Sometimes it seems like the world is flooding. Other times, it’s on fire. This has been seen from Rhodes and Corfu (Greece) to Palermo and Messina (Italy) and Cascais (Portugal) or Quebec (Canada). The ground burns and, as the mercury rises, the heat puts the world’s artistic heritage in a bind. The climate emergency is descending into Dante’s inferno. In Spain, the Prado and the Reina Sofía museums are a great cause of concern. The latter is more threatened by water than by flames; a stream flows underground, and explosive cyclogeneses are unpredictable. The former has a security protocol that is not public. Some paintings are geolocated with chips. But not many; the technology is expensive.
The Reina Sofía — explains restorer Manuela Gómez — writes its rules on the granite of its walls. The temperature in the exhibition areas is 20 degrees Celsius (68 Fahrenheit). A variation of ±2 is allowed. The margin is identical for humidity (50%). They have been working on a security plan for years: the rooms will have personal protective equipment (similar to that used by healthcare workers during the pandemic) and fire blankets. In addition, there will be a digital alarm system linked to the fire department; a screen will show them the problem and its location, so they can put together a strategy without delay. Because the difference between a Picasso being preserved or being destroyed can be a matter of minutes. Even seconds.

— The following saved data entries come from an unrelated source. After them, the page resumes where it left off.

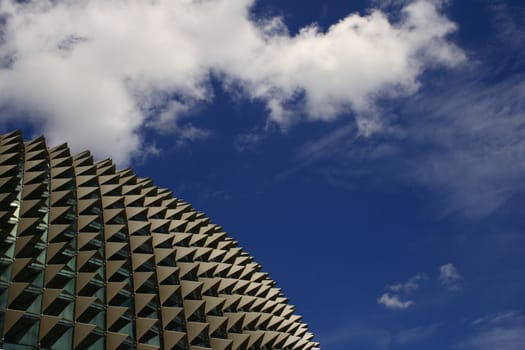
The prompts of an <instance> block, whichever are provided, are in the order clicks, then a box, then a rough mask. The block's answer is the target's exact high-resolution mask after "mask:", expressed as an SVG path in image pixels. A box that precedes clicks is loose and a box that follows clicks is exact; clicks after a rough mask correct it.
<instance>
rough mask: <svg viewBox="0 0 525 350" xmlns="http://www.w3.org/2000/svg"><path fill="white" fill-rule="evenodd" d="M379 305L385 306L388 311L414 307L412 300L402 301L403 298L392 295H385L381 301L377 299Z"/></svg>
mask: <svg viewBox="0 0 525 350" xmlns="http://www.w3.org/2000/svg"><path fill="white" fill-rule="evenodd" d="M377 302H378V304H382V305H384V306H385V307H386V308H388V309H398V310H405V309H408V308H409V307H410V306H412V305H414V302H413V301H412V300H407V301H402V300H401V297H400V296H399V295H397V294H393V295H390V294H389V293H384V294H383V295H381V297H380V298H379V299H377Z"/></svg>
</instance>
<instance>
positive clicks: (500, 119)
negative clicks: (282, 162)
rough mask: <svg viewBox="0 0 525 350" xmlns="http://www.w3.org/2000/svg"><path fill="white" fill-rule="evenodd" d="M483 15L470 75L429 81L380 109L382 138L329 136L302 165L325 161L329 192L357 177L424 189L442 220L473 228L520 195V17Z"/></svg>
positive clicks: (522, 171)
mask: <svg viewBox="0 0 525 350" xmlns="http://www.w3.org/2000/svg"><path fill="white" fill-rule="evenodd" d="M395 3H396V4H399V3H404V1H401V2H399V1H395ZM396 6H397V5H396ZM486 10H487V16H488V17H489V18H490V19H491V20H492V21H493V23H494V24H493V29H494V34H493V35H492V36H491V37H489V38H487V41H488V43H489V44H488V45H487V46H486V47H481V48H479V47H474V48H471V49H470V51H469V58H470V59H471V63H472V64H471V65H469V67H468V68H465V69H462V70H461V71H456V72H455V73H454V74H440V75H437V76H432V75H431V76H430V77H431V80H432V81H431V82H429V83H427V85H426V86H425V88H424V89H422V90H420V91H419V92H418V93H417V94H415V95H414V96H413V97H412V98H410V99H403V100H401V101H399V102H400V104H395V105H391V104H389V103H385V104H383V105H382V107H383V109H382V113H383V114H384V117H383V119H382V120H383V124H384V125H383V129H382V133H381V134H380V135H375V137H372V138H369V139H367V140H366V141H367V142H362V138H360V136H359V135H358V133H357V132H355V131H347V132H346V133H344V134H343V133H342V131H341V130H340V129H337V130H335V131H334V132H333V133H331V134H328V135H324V136H323V137H321V138H320V139H318V140H314V141H309V142H308V143H307V144H305V145H304V147H303V149H302V150H301V152H300V155H301V159H307V158H308V154H310V155H311V159H314V160H316V159H323V160H326V159H332V160H333V162H330V163H329V164H330V168H328V167H326V172H329V173H330V175H331V179H335V180H333V181H332V183H334V184H337V183H344V179H348V178H351V177H354V176H355V175H356V174H358V175H359V174H364V175H363V176H366V177H369V178H380V179H381V181H382V182H388V183H389V184H391V182H392V181H395V182H396V183H410V185H411V186H413V185H414V184H419V185H422V186H423V187H424V188H427V189H430V190H431V191H433V193H434V194H435V196H434V197H433V198H432V199H433V200H430V201H429V203H430V205H432V206H433V207H437V206H439V207H441V208H443V209H442V210H441V213H440V214H442V215H443V214H445V215H447V214H455V213H460V214H462V215H464V216H465V217H468V218H471V219H474V220H477V219H480V218H483V217H485V216H487V215H490V214H491V213H493V212H494V211H496V210H497V209H498V208H501V207H502V206H503V205H504V204H505V203H506V201H507V200H508V199H509V198H511V197H512V196H513V195H515V194H517V193H522V192H523V191H524V190H525V186H524V183H525V181H524V180H525V166H524V164H525V141H524V140H525V74H523V69H524V68H525V65H524V63H523V62H525V53H524V51H523V49H522V48H523V46H524V44H525V35H524V34H523V33H525V26H524V25H523V23H525V22H524V21H523V20H524V19H525V13H524V12H523V11H522V12H519V11H517V12H516V11H514V12H513V13H510V12H511V9H509V8H508V7H507V6H504V5H501V4H500V5H497V4H496V5H493V6H491V7H489V8H488V9H486ZM496 47H497V49H496ZM495 52H497V55H496V54H495ZM384 149H387V150H389V152H383V150H384ZM326 163H327V162H325V164H326ZM316 171H319V170H318V169H316ZM384 174H388V175H387V176H385V175H384ZM338 178H340V180H339V181H337V179H338ZM436 204H437V205H436Z"/></svg>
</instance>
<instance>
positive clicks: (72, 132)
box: [0, 0, 465, 164]
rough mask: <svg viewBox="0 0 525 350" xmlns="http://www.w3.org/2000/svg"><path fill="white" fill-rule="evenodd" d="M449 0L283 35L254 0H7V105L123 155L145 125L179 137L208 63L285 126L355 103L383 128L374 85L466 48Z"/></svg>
mask: <svg viewBox="0 0 525 350" xmlns="http://www.w3.org/2000/svg"><path fill="white" fill-rule="evenodd" d="M443 3H444V1H436V0H415V1H411V2H407V3H406V4H404V6H403V7H401V8H400V9H399V15H398V16H397V19H396V20H395V21H394V20H392V19H391V18H390V17H389V16H388V15H387V14H385V13H384V12H382V11H381V10H371V11H369V12H368V14H367V15H358V14H350V15H348V16H346V17H344V18H342V19H341V20H340V21H339V22H338V23H334V24H333V25H332V26H331V27H329V28H328V29H327V30H326V31H324V30H322V29H320V28H318V27H317V26H315V25H310V26H307V27H305V28H303V29H302V30H300V31H299V33H298V34H297V35H290V34H289V33H288V30H287V28H286V25H285V23H283V20H282V19H281V18H279V17H274V18H254V14H253V13H251V8H252V7H253V4H254V1H253V0H217V1H190V0H159V1H143V2H140V1H131V0H124V1H116V2H115V1H105V0H83V1H70V0H63V1H51V0H48V1H45V0H44V1H24V2H18V1H13V0H6V1H2V2H1V3H0V16H1V17H2V18H3V19H4V20H3V21H0V23H1V24H0V26H1V28H0V32H1V33H2V40H1V41H0V107H1V110H2V111H7V112H6V113H4V114H2V115H1V118H2V119H4V120H5V119H6V118H25V119H26V120H27V121H29V122H31V123H33V124H34V125H36V126H37V128H38V129H41V131H43V132H45V133H46V134H47V135H48V139H49V141H50V143H51V144H53V143H57V142H62V141H63V140H68V141H70V144H71V146H72V147H73V148H74V149H75V150H79V149H82V148H91V149H92V150H93V151H94V152H95V153H97V154H99V155H103V156H105V155H111V156H112V157H113V158H114V160H115V161H116V162H117V163H121V164H122V163H126V162H128V161H129V160H130V157H131V156H133V155H134V154H137V153H140V152H143V151H144V149H145V148H146V146H145V145H144V140H143V134H142V130H143V128H144V127H147V128H152V129H155V130H157V131H159V130H160V131H165V130H172V131H173V130H177V127H181V128H182V129H181V130H182V131H181V132H179V134H178V135H179V136H180V137H181V138H185V135H187V132H185V131H184V128H183V127H182V126H181V125H180V123H181V119H180V117H181V116H183V115H186V114H191V112H192V111H194V110H195V108H197V109H198V107H199V106H200V105H202V104H206V103H209V102H210V101H212V100H213V89H212V87H211V84H210V76H211V75H212V74H213V75H214V76H216V77H217V78H219V79H220V81H221V82H222V84H223V87H224V88H225V89H226V90H228V91H231V92H232V93H233V94H236V95H239V96H243V97H246V98H248V99H256V100H260V101H262V102H263V103H264V104H265V105H266V108H267V111H268V118H269V120H270V121H272V122H275V123H278V124H280V125H281V126H282V127H286V126H288V125H290V124H291V123H293V122H296V121H297V120H298V119H304V118H306V119H320V120H333V119H335V118H336V117H337V116H338V115H340V114H342V113H347V112H354V113H355V115H356V120H357V125H358V126H359V131H360V132H361V133H362V134H369V133H370V132H372V131H374V130H377V129H380V128H381V123H382V122H381V119H380V118H379V115H378V114H377V113H376V100H377V99H378V98H392V97H398V96H406V95H411V94H413V93H415V92H416V91H417V90H418V89H419V88H420V85H421V82H420V80H419V78H420V76H421V74H422V73H423V72H424V71H425V70H427V69H428V68H429V67H435V66H444V67H453V66H456V65H458V64H459V63H461V62H462V61H464V59H465V56H464V54H463V52H462V51H461V50H460V49H459V48H458V47H457V46H455V45H454V44H453V43H451V42H450V40H449V34H451V33H452V32H454V31H455V30H456V25H455V24H454V23H453V22H451V21H450V20H449V19H447V17H446V16H445V15H444V14H443V12H442V11H441V6H442V5H443ZM137 23H140V25H137ZM174 126H175V127H174ZM194 128H195V127H194ZM194 134H195V133H194ZM201 134H202V133H201Z"/></svg>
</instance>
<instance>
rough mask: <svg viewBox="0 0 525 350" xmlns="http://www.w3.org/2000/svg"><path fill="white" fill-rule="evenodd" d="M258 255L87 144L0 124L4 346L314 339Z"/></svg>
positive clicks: (131, 172)
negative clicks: (270, 274) (247, 251)
mask: <svg viewBox="0 0 525 350" xmlns="http://www.w3.org/2000/svg"><path fill="white" fill-rule="evenodd" d="M294 312H295V308H294V307H293V306H292V305H290V304H289V303H288V300H287V299H286V297H285V296H284V295H283V294H282V293H281V290H280V289H279V288H277V287H276V285H275V282H274V281H273V280H271V279H270V278H269V276H268V274H267V273H265V272H262V271H261V266H260V265H259V264H257V263H256V262H254V260H253V258H252V257H251V256H250V255H249V254H248V253H246V252H245V251H243V250H242V249H241V248H240V247H239V246H238V243H237V242H236V241H235V240H233V239H232V238H231V237H229V236H228V235H227V234H226V233H225V232H223V230H222V228H221V227H220V226H218V225H216V224H213V223H212V222H211V221H210V220H209V219H208V218H207V217H206V216H205V215H204V214H203V213H202V212H199V211H196V210H195V209H193V208H192V206H191V205H190V204H189V203H186V202H185V201H183V200H180V199H177V198H174V197H173V195H172V193H171V192H170V191H169V190H167V189H163V188H159V187H157V186H155V185H154V184H153V182H152V181H151V180H150V179H148V178H139V177H137V176H136V175H135V174H134V173H133V171H132V170H131V169H124V170H116V168H115V165H114V164H113V163H112V162H111V160H103V161H99V162H94V161H93V157H92V155H91V154H90V153H89V152H83V153H80V154H76V155H72V154H71V153H70V150H69V148H68V146H67V144H63V145H61V146H57V147H53V148H48V147H47V146H46V143H45V139H44V138H43V137H39V138H36V139H34V140H31V141H27V142H24V141H23V138H22V134H21V132H20V131H15V132H12V133H10V134H6V135H2V136H0V348H2V349H108V350H113V349H141V350H146V349H181V350H182V349H191V350H200V349H218V350H237V349H245V350H251V349H288V350H299V349H304V350H310V349H311V350H315V349H319V344H318V343H316V342H315V341H313V335H312V334H311V333H310V332H308V329H307V325H306V324H304V323H302V321H301V317H300V316H297V315H295V313H294Z"/></svg>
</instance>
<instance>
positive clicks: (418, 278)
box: [386, 274, 428, 294]
mask: <svg viewBox="0 0 525 350" xmlns="http://www.w3.org/2000/svg"><path fill="white" fill-rule="evenodd" d="M426 279H428V277H427V276H426V275H424V274H417V275H415V276H412V277H410V278H409V279H408V280H407V281H406V282H403V283H397V284H391V285H388V286H387V287H386V288H387V289H389V290H391V291H393V292H404V293H407V294H408V293H412V292H414V291H416V290H417V289H418V288H419V282H420V281H422V280H426Z"/></svg>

The past has put the present of art on alert. The historic Hurricane Sandy, which flooded New York in 2012, fell from the sky like an omen. “Art storage facilities have been removed from flood risk areas,” explains curator Gabriel Pérez-Barreiro. Storage giants — like UOVO, which has 10 locations in the United States — are protecting themselves from a potential disaster. Its warehouses located in risky places, like the one in the Wynwood neighborhood in Miami, are built 18 feet above sea level and can withstand a category 5 hurricane (with winds of up to 70 miles per hour).
To protect itself from possible flooding, in 2024 the Louvre will move 250,000 works to its conservation center in the commune of Liévin, in the north of France, one hour from Paris by high-speed train. This might be, they say, the largest movement of pieces of art in history. It was necessary: the banks of the Seine, where the museum is located, are very vulnerable to flooding. Some of its galleries and storage rooms are practically under the river, so a flood would put hundreds of works at risk. Only an irresponsible person would jeopardize their Caravaggios, Leonardos or Goyas.
Back in the U.S., despite the fact that flames already surrounded the Getty Center, in California, in October 2019, trust is the main prevention system. The Center is confident that its building (built with marble and cement and protected by steel) is capable of withstanding fire; even its extensive green area, with systematically pruned oak trees, would act as a retardant if a fire breaks out, the institution maintains. Nobody wants to lose their assets. The Helen Frankenthaler Foundation, in New York, has created the most ambitious private program in the country’s artistic history (with a budget of $10 million) to confront — through subsidies — the climate crisis. The Museum of Modern Art in New York (MoMA) is designing a cold storage vault. The Philadelphia Museum of Art is building something unprecedented: a floating gallery on a barge on the Delaware River. And the Museum of Contemporary Art in Los Angeles, is tapping into funds from the Frankenthaler Climate Initiative. Who wants to slow dance in a burning room?